The Bishop gave a sermon that linked to the readings, without directly focusing on any of the readings. The readings were Jeremiah 31:31-34, Psalm 139:1-6, Romans 12:1-8, and John 14:15-21, all of which emphasize what it means to be a true servant to God. Those readings eloquently state the conditions that can be found surrounding those who can be termed “Christian,” although that title has only been around for roughly 2,000 years now.
The Bishop announced that he was going to preach as a teacher, and his teaching would be how to understand the questions and answers those being confirmed, and those of the congregation, would read from the printed service bulletin. It was the part under the heading (in bold letters) “Baptismal Covenant.” The new confirmees, and later the whole congregation, would soon be reading those words aloud together. We needed a refresher as to the meaning of those words beforehand.

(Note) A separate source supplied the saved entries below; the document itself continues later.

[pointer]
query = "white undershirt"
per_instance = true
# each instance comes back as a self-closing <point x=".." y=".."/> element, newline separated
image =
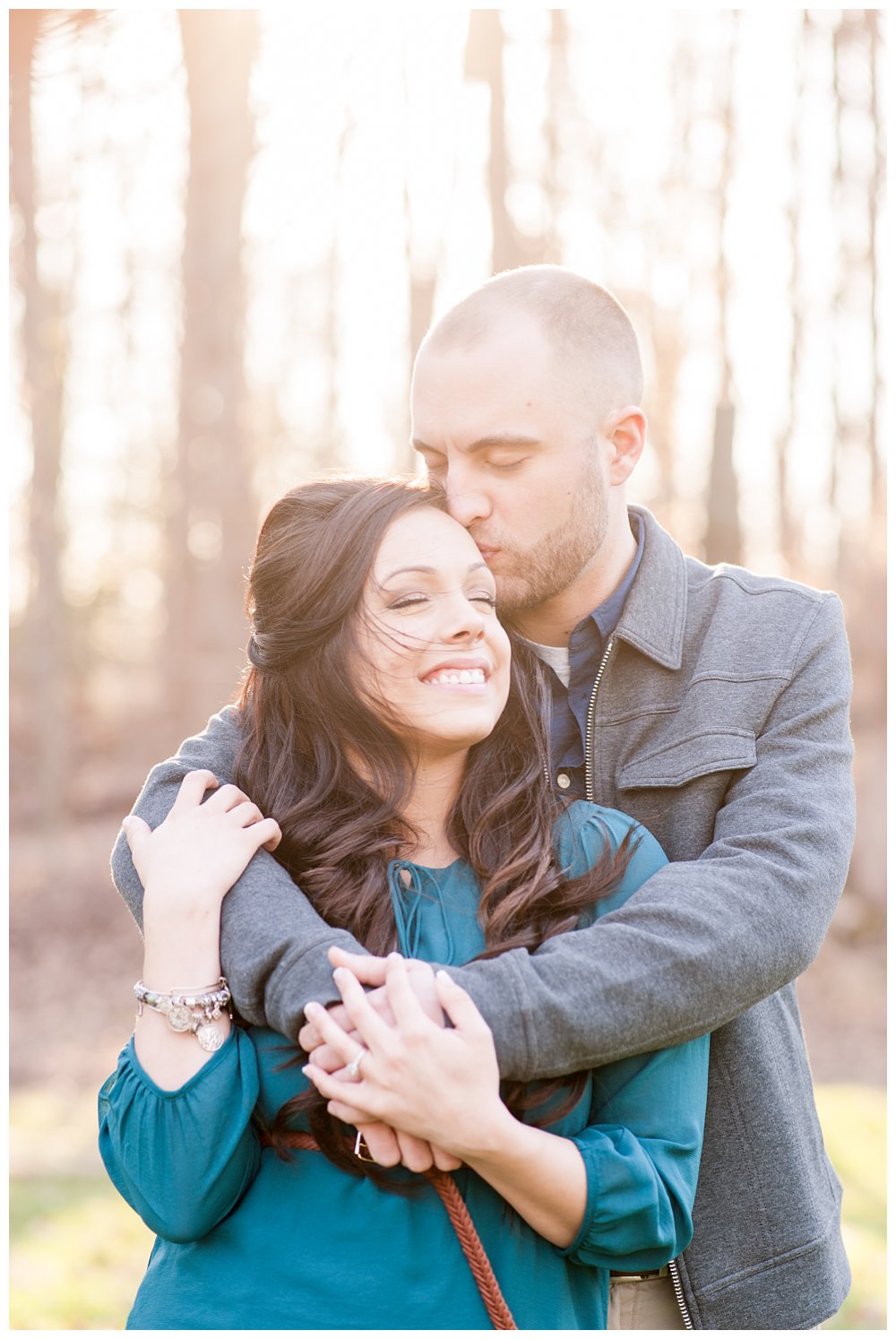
<point x="555" y="656"/>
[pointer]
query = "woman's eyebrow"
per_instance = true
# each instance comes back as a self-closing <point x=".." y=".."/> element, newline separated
<point x="430" y="572"/>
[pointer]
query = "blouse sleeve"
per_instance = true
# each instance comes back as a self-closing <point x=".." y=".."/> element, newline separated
<point x="183" y="1159"/>
<point x="642" y="1154"/>
<point x="642" y="1148"/>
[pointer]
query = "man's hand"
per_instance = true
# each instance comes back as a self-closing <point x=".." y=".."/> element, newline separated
<point x="386" y="1145"/>
<point x="443" y="1084"/>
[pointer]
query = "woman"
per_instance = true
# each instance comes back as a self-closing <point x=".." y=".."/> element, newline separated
<point x="398" y="754"/>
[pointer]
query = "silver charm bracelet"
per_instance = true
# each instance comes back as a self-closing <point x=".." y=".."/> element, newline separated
<point x="189" y="1008"/>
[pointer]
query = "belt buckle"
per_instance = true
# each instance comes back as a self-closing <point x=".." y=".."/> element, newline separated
<point x="639" y="1275"/>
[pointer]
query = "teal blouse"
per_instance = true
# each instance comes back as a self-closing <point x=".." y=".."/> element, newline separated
<point x="246" y="1240"/>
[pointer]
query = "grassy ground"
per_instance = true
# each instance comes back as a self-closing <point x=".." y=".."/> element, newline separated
<point x="78" y="1251"/>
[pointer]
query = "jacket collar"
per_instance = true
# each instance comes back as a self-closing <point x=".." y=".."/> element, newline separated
<point x="654" y="615"/>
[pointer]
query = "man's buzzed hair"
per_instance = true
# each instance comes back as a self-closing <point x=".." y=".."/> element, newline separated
<point x="584" y="323"/>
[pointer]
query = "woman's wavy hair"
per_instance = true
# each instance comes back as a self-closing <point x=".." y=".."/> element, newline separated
<point x="303" y="718"/>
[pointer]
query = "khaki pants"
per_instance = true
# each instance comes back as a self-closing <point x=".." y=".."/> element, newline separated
<point x="643" y="1304"/>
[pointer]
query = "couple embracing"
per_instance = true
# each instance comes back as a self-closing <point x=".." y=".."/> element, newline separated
<point x="522" y="826"/>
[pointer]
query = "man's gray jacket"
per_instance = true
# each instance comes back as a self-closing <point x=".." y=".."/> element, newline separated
<point x="720" y="722"/>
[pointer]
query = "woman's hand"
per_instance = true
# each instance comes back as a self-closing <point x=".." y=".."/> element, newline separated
<point x="440" y="1084"/>
<point x="195" y="856"/>
<point x="188" y="864"/>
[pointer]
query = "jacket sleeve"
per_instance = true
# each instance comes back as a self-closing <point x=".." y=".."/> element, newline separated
<point x="183" y="1159"/>
<point x="273" y="945"/>
<point x="702" y="940"/>
<point x="642" y="1154"/>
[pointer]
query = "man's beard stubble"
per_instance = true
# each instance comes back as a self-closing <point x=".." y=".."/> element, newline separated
<point x="551" y="566"/>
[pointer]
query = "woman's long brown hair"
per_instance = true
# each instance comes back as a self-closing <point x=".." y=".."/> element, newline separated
<point x="303" y="718"/>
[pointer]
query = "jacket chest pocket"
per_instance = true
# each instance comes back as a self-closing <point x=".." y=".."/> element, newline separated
<point x="678" y="788"/>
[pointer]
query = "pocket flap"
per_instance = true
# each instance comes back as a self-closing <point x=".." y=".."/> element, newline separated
<point x="694" y="756"/>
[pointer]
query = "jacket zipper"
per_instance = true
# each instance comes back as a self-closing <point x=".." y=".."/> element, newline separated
<point x="590" y="794"/>
<point x="590" y="725"/>
<point x="679" y="1293"/>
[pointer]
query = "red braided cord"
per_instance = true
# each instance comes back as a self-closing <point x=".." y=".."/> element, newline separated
<point x="462" y="1224"/>
<point x="473" y="1249"/>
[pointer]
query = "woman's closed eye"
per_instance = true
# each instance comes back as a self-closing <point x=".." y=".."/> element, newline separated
<point x="409" y="601"/>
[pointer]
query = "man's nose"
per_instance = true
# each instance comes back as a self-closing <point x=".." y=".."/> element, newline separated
<point x="466" y="500"/>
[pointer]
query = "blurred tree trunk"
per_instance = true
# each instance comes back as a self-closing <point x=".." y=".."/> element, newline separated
<point x="485" y="62"/>
<point x="784" y="442"/>
<point x="211" y="513"/>
<point x="874" y="198"/>
<point x="556" y="130"/>
<point x="723" y="541"/>
<point x="43" y="661"/>
<point x="328" y="452"/>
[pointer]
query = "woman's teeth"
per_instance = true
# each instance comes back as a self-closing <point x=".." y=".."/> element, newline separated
<point x="452" y="677"/>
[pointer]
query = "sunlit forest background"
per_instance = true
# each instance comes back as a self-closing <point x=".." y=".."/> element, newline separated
<point x="230" y="230"/>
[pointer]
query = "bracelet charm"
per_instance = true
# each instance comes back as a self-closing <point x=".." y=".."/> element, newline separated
<point x="189" y="1008"/>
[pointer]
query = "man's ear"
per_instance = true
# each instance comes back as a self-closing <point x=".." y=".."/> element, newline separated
<point x="625" y="433"/>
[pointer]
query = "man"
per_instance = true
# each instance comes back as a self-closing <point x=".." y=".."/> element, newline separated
<point x="711" y="704"/>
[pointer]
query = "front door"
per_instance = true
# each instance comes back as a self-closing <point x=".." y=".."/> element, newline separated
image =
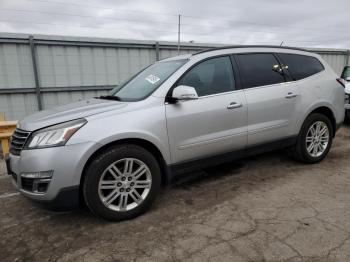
<point x="214" y="123"/>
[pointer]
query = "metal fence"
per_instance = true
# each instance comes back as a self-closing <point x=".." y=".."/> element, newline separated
<point x="40" y="72"/>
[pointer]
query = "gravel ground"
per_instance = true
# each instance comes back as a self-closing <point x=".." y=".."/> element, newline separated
<point x="264" y="208"/>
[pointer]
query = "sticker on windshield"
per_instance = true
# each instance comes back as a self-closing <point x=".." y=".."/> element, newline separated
<point x="152" y="79"/>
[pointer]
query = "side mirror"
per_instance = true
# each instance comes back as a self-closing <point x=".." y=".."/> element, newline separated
<point x="184" y="93"/>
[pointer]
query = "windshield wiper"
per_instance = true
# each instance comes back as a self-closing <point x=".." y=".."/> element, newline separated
<point x="109" y="97"/>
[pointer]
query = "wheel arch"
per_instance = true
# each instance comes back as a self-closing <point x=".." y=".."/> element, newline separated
<point x="328" y="112"/>
<point x="149" y="146"/>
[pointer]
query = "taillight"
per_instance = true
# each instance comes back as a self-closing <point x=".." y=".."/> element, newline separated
<point x="341" y="81"/>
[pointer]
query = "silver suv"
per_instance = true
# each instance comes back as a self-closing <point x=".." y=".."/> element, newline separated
<point x="180" y="114"/>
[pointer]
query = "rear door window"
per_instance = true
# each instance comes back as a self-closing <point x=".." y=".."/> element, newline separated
<point x="301" y="66"/>
<point x="346" y="72"/>
<point x="260" y="69"/>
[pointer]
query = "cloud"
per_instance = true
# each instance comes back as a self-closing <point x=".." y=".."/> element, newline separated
<point x="296" y="23"/>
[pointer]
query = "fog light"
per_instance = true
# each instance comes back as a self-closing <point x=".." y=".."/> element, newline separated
<point x="36" y="175"/>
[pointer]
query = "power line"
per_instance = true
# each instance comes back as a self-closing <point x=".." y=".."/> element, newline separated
<point x="167" y="31"/>
<point x="212" y="18"/>
<point x="149" y="21"/>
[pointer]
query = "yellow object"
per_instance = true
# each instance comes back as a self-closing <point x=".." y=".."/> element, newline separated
<point x="6" y="130"/>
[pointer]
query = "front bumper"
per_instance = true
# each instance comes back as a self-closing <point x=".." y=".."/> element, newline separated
<point x="65" y="164"/>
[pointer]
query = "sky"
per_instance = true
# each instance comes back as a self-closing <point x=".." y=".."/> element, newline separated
<point x="293" y="23"/>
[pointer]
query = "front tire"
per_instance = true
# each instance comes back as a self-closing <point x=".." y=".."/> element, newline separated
<point x="122" y="182"/>
<point x="315" y="139"/>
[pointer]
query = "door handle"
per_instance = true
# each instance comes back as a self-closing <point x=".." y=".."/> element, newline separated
<point x="234" y="105"/>
<point x="291" y="95"/>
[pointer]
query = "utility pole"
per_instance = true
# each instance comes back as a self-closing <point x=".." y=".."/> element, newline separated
<point x="178" y="35"/>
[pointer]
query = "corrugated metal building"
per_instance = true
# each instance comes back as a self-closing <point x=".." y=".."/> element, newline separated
<point x="40" y="72"/>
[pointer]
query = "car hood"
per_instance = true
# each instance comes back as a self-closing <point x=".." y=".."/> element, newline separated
<point x="68" y="112"/>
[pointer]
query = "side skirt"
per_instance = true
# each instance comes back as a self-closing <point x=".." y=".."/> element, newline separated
<point x="198" y="164"/>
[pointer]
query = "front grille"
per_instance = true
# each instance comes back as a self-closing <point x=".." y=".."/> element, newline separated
<point x="14" y="176"/>
<point x="18" y="139"/>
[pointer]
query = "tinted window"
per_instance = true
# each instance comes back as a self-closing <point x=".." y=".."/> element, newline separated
<point x="147" y="81"/>
<point x="259" y="69"/>
<point x="346" y="72"/>
<point x="210" y="77"/>
<point x="301" y="66"/>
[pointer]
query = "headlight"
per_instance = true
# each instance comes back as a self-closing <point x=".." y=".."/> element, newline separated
<point x="56" y="135"/>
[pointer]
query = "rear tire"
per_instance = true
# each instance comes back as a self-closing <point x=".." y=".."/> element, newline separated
<point x="314" y="140"/>
<point x="122" y="182"/>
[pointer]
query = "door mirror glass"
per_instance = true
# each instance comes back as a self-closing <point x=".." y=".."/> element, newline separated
<point x="184" y="93"/>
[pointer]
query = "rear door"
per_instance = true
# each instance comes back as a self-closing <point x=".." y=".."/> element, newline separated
<point x="214" y="123"/>
<point x="271" y="98"/>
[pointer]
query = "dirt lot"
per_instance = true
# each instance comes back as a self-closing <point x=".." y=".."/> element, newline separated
<point x="265" y="208"/>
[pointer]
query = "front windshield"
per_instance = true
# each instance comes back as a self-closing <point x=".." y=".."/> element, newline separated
<point x="147" y="81"/>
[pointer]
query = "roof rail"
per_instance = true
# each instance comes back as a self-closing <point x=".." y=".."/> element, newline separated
<point x="249" y="46"/>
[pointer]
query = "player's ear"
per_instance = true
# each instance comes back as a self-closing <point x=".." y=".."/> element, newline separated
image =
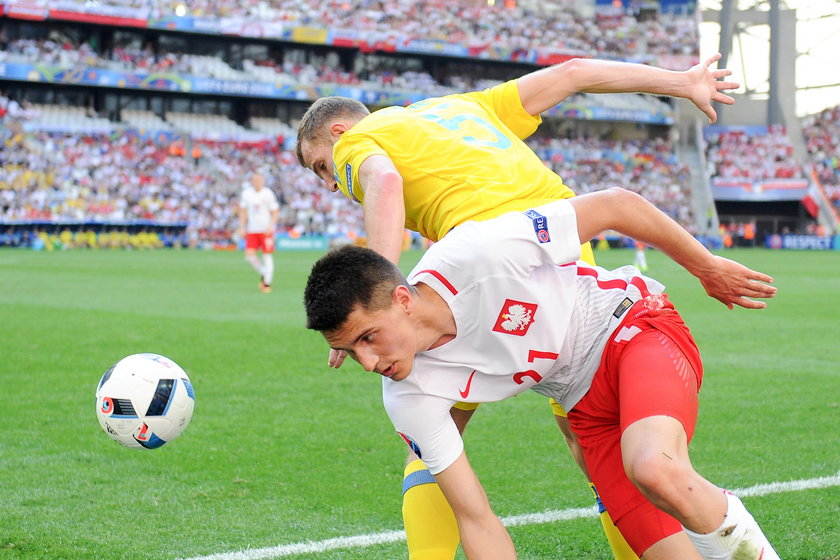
<point x="402" y="297"/>
<point x="338" y="128"/>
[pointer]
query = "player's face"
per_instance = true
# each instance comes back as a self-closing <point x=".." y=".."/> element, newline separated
<point x="317" y="155"/>
<point x="381" y="341"/>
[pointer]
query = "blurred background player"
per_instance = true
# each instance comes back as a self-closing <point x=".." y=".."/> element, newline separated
<point x="390" y="162"/>
<point x="259" y="211"/>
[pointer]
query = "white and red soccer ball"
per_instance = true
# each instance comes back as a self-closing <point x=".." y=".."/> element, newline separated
<point x="144" y="401"/>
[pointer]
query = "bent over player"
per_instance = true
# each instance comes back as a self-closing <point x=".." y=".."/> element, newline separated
<point x="440" y="162"/>
<point x="502" y="306"/>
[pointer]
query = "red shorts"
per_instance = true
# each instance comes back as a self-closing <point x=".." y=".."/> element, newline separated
<point x="650" y="367"/>
<point x="261" y="241"/>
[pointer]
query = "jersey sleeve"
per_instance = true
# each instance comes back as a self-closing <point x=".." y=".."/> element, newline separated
<point x="504" y="101"/>
<point x="351" y="150"/>
<point x="423" y="422"/>
<point x="516" y="242"/>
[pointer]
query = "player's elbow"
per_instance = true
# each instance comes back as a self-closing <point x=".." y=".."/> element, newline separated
<point x="618" y="197"/>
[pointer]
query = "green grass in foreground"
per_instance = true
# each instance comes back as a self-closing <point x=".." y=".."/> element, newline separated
<point x="283" y="450"/>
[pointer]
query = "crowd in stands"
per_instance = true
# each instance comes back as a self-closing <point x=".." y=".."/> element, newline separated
<point x="822" y="139"/>
<point x="66" y="53"/>
<point x="120" y="177"/>
<point x="648" y="167"/>
<point x="744" y="156"/>
<point x="476" y="23"/>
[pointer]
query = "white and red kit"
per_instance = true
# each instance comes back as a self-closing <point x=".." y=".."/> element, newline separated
<point x="258" y="205"/>
<point x="528" y="314"/>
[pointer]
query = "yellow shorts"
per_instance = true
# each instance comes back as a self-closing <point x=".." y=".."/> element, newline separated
<point x="556" y="407"/>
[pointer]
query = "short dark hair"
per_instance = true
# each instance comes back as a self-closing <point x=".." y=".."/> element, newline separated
<point x="346" y="278"/>
<point x="321" y="112"/>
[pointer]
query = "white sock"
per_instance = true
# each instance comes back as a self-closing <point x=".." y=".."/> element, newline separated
<point x="268" y="268"/>
<point x="738" y="538"/>
<point x="255" y="262"/>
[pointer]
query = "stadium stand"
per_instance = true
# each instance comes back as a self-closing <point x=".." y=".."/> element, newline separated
<point x="192" y="151"/>
<point x="822" y="139"/>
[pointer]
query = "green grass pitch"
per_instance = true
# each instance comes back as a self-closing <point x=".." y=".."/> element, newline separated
<point x="283" y="450"/>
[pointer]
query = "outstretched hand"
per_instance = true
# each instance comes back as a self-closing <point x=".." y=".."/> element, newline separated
<point x="732" y="283"/>
<point x="707" y="86"/>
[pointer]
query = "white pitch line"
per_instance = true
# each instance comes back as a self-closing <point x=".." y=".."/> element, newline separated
<point x="363" y="541"/>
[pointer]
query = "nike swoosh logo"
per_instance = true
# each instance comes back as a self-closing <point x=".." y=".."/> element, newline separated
<point x="466" y="391"/>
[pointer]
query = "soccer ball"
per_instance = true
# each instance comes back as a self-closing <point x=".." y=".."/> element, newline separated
<point x="144" y="401"/>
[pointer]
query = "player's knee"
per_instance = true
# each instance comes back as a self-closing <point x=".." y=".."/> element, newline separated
<point x="656" y="475"/>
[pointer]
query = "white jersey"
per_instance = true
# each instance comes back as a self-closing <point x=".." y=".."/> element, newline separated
<point x="258" y="204"/>
<point x="528" y="315"/>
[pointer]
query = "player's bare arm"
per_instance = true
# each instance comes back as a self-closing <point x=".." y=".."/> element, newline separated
<point x="727" y="281"/>
<point x="482" y="533"/>
<point x="384" y="206"/>
<point x="545" y="88"/>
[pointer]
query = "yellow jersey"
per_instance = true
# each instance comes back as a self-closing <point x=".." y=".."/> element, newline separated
<point x="461" y="157"/>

The Bishop then explained, making it beautifully clear that no one was vowing to serve a doctrine or an institution (although doctrines and institutions can be good). All questions of belief and all answers relative to belief were about a personal acceptance of God within one’s heart. The words to be recited were not part of a question and answer session about what one thinks faith means.
From a personal relationship with God, Christ, and the Holy Spirit, where each moves one on an emotional level, from which all mental and physical actions are subsequently based, we each make a commitment to serve God. In return, God will help us to act like His Son acted. Only in that model are we truly Christian. We allow God to control our actions, so we not only live as one Christian, but as one among a world of other Christians and non-Christians, in a Christian way.
The point the Bishop made so clear is that we are confirmed through a baptism by the Holy Spirit, not a sprinkle of water, not by a mark on our foreheads, and not by a laying on of hands. Holy baptism comes through belief IN Christ and IN God. Paul, as Saul, was so baptized, and thus a confirmed Christian, without any necessity of a group or organization putting their seal of approval on that confirmation. Still, a confirmed Christian needs to associate with others of like heart, like mind, and like heavenly goals.
Confirmed Christians support one another to fuel the flames of faith, to renew the spirit of that first acceptance of Christ within, so one can stop thinking and simply act. Too often we get caught up in the pageantry of a moving ceremony in a lovely building and we THINK that is what being Christian is all about. It is so much more.